- Born: Lapodiya village, Jaipur, Rajasthan, India
- Occupations: Social activist, Water conservationist
- Organization: Gram Vikas Nav Yuvak Mandal Lapodiya (GVNML)
- Known for: Water conservation, Chauka system
- Awards: Padma Shri (2023) Vrikshamitra Award (1994)

= Laxman Singh (conservationist) =

Indian social activist and water conservationist

Laxman Singh is an Indian social activist and water conservationist from Lapodiya village in Jaipur, Rajasthan, known for his work in water conservation and developing water conservation techniques such as Chauka, which has helped improve the livelihoods of villagers in Rajasthan. He is the founder of non-profit organisation Gram Vikas Nav Yuvak Mandal Lapodiya (GVNML). The Government of India awarded him the Padma Shri for his work in conserving water and protecting the environment.

== Life and work ==
Laxman Singh hails from a farming background. He has dedicated over four decades of his life to water conservation efforts. In 1977, at the age of 18, his journey began when he witnessed water scarcity in his village. He started restoring the village's old ponds through voluntary efforts when he saw his villagers forced to draw water from deep wells and witnessed others leaving the village for better opportunities in urban areas. Singh went on to construct numerous ponds in the village using a technique he invented known as the 'chauka system,' which helps conserve rainwater.

The Chauka system involves creating mud ridges to slow down water flow and enable percolation into the ground. The water then accumulates in interconnected ponds, allowing overflow to move to the next one. This method has made his village Laporia drought-proof. Singh has since spread the idea to over 200 other villages which has benefited more than 3.5 Lakh people.

Laxman Singh founded the Gram Vikas Nav Yuvak Mandal, an NGO to engage youth in community development. He inspired about 80 youngsters to build ponds in the village and encouraged neighbouring villages to do the same.
Singh established schools in approximately 50 villages, providing free education regardless of socio-economic status. He managed these schools from 1980 to 2006, ultimately closing them when government schools were established in these areas.

He also holds a bachelor's degree in Social Work from Rajasthan University.

== Awards and recognition ==
Laxman Singh was awarded the Loknayak Jaiprakash Award in Delhi on 11 October 2022. In 2023, he was conferred with the Padma Shri, the fourth highest civilian honor of India, in recognition of his contributions to social work.
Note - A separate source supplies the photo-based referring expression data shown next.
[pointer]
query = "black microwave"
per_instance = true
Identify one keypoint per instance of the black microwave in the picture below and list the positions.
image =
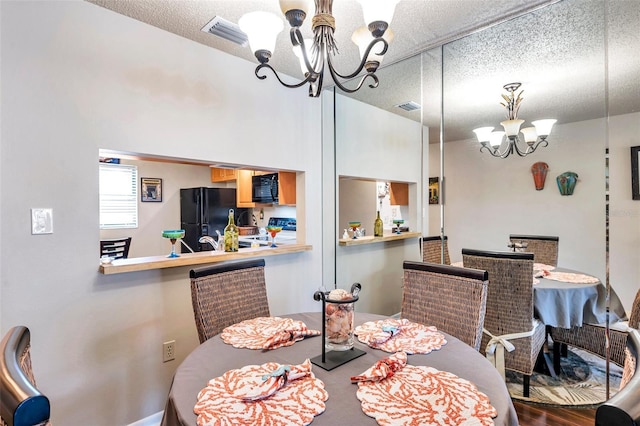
(264, 188)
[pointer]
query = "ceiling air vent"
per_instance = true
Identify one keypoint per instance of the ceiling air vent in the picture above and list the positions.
(227, 30)
(409, 106)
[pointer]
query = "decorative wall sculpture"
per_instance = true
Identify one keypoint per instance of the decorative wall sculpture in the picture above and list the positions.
(539, 171)
(567, 182)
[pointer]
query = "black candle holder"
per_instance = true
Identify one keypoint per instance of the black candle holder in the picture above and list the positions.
(332, 359)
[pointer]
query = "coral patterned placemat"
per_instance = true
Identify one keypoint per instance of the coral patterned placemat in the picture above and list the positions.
(410, 337)
(266, 333)
(424, 395)
(297, 402)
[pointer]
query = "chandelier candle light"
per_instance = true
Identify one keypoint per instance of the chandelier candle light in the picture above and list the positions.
(262, 28)
(533, 136)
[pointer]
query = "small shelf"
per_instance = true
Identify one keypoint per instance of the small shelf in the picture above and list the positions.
(199, 258)
(384, 238)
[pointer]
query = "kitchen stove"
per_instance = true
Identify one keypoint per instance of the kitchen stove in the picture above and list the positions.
(288, 225)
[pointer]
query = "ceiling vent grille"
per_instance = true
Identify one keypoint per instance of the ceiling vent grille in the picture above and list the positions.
(409, 106)
(227, 30)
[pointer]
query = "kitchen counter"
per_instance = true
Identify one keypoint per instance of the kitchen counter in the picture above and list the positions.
(187, 259)
(373, 240)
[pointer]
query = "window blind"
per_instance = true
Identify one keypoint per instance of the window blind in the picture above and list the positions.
(118, 196)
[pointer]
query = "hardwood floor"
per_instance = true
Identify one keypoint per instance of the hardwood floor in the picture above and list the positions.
(539, 415)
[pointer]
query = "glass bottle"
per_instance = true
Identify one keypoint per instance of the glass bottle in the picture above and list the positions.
(231, 234)
(377, 226)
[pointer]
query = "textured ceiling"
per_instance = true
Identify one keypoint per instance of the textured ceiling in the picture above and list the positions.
(556, 49)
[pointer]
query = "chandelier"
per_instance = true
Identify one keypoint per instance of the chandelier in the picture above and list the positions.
(262, 29)
(533, 136)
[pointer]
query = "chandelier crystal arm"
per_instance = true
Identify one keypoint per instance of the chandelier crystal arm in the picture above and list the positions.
(360, 83)
(291, 86)
(371, 66)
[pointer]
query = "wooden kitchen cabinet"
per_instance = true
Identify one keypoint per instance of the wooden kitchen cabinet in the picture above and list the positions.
(399, 194)
(223, 175)
(243, 188)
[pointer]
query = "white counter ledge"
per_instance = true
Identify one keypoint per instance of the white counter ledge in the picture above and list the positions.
(187, 259)
(373, 240)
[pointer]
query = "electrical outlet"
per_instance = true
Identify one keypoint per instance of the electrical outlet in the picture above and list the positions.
(169, 351)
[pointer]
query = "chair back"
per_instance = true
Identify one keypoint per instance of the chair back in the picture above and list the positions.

In 1991, he was honored with the Nehru Youth Award by the Nehru Yuva Kendra (NYK) Sangathan, under the Ministry of Youth Affairs and Sports, India. In 1994, he received the Indira Priyadarshini Vriksha Mitra Award from the Ministry of Environment and Forests, Government of India. In 1998, he was elected as an Ashoka Fellow.

== In popular culture ==
The 2021 documentary film, Lakshmanrekha, directed by Nandan Saxena and Kavita Bahl and produced by Public Service Broadcasting Trust and Films Division, portrays the life and work of Laxman Singh.